The next day, we were joined by Diana Taylor and Eric Manheimer who flew in to witness the performance. As I took my first step in the laborious procession that marked this performance with the first form cradled in my arms I was overcome with emotion. My mind flew through the memories of all that brought me to this moment, standing under the blinding light on the rock scattered sandy ground of the Atacama Desert. All the intersections of chance meetings, heartbreaking research, weighted personal stories and back-breaking work that lead to this moment in time. As I walked slowly over the uncertain ground towards the distant witnesses waiting for the first form, I began to hum. I began to hum a silly lullaby sang to me by my father after he joined us in Argentina. I hummed what I had come to think of as an unlikely song of defiance, tears coursing down my face. This song sung to soothe a fractious infant by a man unbroken by torments he suffered, by the violence he witnessed.

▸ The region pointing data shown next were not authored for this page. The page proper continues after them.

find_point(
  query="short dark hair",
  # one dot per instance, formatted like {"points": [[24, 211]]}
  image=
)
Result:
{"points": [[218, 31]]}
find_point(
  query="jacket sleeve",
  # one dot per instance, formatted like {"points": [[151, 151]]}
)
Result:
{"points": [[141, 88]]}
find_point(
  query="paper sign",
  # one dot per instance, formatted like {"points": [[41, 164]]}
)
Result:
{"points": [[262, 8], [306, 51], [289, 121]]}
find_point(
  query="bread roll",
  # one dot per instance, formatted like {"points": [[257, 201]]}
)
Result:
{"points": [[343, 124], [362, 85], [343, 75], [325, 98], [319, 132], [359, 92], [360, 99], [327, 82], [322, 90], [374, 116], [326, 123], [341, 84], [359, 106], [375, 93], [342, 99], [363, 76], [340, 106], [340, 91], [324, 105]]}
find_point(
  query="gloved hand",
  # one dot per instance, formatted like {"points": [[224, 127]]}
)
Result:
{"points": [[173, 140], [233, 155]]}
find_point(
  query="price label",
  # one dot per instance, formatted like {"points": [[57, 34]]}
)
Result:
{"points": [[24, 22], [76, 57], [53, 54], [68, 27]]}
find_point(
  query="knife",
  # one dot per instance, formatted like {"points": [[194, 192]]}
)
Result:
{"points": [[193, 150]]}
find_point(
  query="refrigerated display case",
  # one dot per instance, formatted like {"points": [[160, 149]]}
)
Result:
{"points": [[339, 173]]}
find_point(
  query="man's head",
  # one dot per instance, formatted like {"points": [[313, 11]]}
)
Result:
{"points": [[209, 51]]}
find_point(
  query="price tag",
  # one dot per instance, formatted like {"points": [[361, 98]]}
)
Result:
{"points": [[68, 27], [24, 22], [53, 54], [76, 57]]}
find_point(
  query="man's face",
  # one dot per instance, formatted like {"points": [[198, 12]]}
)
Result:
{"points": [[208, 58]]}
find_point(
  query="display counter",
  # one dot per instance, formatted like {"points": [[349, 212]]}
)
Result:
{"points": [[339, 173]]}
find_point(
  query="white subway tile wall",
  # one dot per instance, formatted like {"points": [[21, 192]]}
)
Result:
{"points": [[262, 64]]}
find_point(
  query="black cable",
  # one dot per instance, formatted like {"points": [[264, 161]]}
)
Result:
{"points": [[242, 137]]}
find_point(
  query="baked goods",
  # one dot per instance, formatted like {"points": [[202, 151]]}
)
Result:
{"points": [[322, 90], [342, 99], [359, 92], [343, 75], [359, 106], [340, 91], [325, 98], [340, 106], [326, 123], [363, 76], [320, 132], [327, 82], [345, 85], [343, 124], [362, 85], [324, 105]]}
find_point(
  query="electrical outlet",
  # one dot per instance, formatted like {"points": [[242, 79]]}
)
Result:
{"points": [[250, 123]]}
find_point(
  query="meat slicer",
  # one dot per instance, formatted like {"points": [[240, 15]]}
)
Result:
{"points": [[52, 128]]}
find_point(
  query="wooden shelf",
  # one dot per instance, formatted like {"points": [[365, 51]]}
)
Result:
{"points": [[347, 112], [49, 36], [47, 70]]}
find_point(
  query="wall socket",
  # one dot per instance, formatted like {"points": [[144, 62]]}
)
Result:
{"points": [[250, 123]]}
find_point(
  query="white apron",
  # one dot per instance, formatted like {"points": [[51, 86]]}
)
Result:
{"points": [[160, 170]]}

I hummed this lullaby off and on as CONSTELACIONES laboured together back and forth from the forms we had unpacked and placed on the ground to the mound we were building before the witnesses. Under the punishing sun and unrelenting wind, we laboured until there was only one form left. I walked alone to the mound where the rest of CONSTELACIONES awaited holding silence and I laid down the last form on the mound we had created. I sat in front of the mound as the others moved away to gather the sacks of shards that would constitute the final elements of our performance. I sat in front of this mound, in this place of dreams and began to rock and sing the symbol of comfort aloud to the mound. Rocked and cried as I mourned what was lost but also for the joy of the creation of this monument to connection. The wind dried the tears that flowed, the moisture disappearing in the landscape as we, along with the witnesses, closed out our performance to the sound of shards striking the mound. The music of the broken signaling the end and beginning of our Return to Atacama.

Notes

[1] Doris Dana, ed., The Immigrant Jew: Selected Poems of Gabriela Mistral (Baltimore: Johns Hopkins Press, 1971), 135.
[2] Patricia Verdugo, Chile, Pinochet, and the Caravan of Death (Miami: North-South Center Press, 2001), 133-151.

[2] Doris Dana, ed., The Immigrant Jew: Selected Poems of Gabriela Mistral (Baltimore: The Johns Hopkins Press, 1971), 135.

[3] Patricia Verdugo, Chile, Pinochet, and the Caravan of Death (Miami: North-South Center Press, 2001), 133-151.